To use your image maps correctly, you must tell the 3-D engine which part of the image corresponds to which part of the surface. To do this, you have to create a mapping from the image to the surface. In other words, for each point on the surface, you must match the point to a texel in the image map. For the sake of discussion, you can refer to this as a texture.

To match points and texels, you start by labeling your texels using standard coordinates. Textures are usually 2-D images, although for materials such as grainy wood, many people prefer to use 3-D texels, which map to the whole volume of an object and create more interesting effects. You label the texels using a separate coordinate system for clarity, such as s and t or u and v.

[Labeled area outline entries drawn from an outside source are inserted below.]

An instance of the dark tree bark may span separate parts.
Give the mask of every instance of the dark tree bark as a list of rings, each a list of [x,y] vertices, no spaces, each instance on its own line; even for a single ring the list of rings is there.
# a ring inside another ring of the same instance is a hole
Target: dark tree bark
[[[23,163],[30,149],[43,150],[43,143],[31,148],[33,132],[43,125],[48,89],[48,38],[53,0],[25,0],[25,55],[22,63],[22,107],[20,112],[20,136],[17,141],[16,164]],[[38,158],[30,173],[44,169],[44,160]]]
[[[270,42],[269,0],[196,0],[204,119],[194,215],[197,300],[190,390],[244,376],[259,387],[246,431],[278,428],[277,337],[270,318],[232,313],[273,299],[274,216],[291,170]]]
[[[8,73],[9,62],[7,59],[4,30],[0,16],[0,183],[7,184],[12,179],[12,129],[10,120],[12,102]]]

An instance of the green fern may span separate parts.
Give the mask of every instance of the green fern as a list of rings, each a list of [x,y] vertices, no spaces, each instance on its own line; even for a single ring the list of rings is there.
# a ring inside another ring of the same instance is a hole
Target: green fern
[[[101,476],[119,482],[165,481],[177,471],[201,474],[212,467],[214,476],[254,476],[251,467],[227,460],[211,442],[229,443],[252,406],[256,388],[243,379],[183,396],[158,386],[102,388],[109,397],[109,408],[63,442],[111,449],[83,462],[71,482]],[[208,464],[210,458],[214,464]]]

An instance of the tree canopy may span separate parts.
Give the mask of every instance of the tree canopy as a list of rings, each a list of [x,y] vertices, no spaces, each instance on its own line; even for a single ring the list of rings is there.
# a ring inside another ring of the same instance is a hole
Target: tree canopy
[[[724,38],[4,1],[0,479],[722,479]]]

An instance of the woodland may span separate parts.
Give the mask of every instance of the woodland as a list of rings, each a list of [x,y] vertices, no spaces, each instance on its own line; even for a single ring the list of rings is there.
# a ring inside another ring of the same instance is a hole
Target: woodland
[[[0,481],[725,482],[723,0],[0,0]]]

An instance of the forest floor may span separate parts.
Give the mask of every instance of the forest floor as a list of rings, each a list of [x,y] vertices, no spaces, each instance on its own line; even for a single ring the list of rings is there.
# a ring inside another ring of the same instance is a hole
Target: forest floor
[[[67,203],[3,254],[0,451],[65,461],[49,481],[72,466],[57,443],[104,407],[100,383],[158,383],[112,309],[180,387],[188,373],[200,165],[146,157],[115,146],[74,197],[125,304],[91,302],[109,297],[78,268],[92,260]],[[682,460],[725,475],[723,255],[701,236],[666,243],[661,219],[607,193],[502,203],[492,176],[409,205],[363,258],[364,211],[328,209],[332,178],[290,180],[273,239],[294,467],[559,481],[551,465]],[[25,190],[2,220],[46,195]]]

To map the texels to the surface, you can use a transform. You do so in a limited way, however, essentially restricting it to 2-D. However, when you do this so that you can perform scaling operations, you keep homogeneous coordinates intact. This allows you to rotate, translate, and scale the map before attaching it to each polygon. As for the mapping itself, you must still work out what to use. Some standard approaches are as follows:

  • Planar. The texture is applied as if it passes the whole way through the object and emerges on the other side.

  • Cylindrical. The texture is wrapped around the object like a roll of paper.

  • Spherical. The texture is scrunched onto the object like a sphere.

  • Cubical. Textures are combined to form a cube that is mapped to the outside. With this approach, six textures are used.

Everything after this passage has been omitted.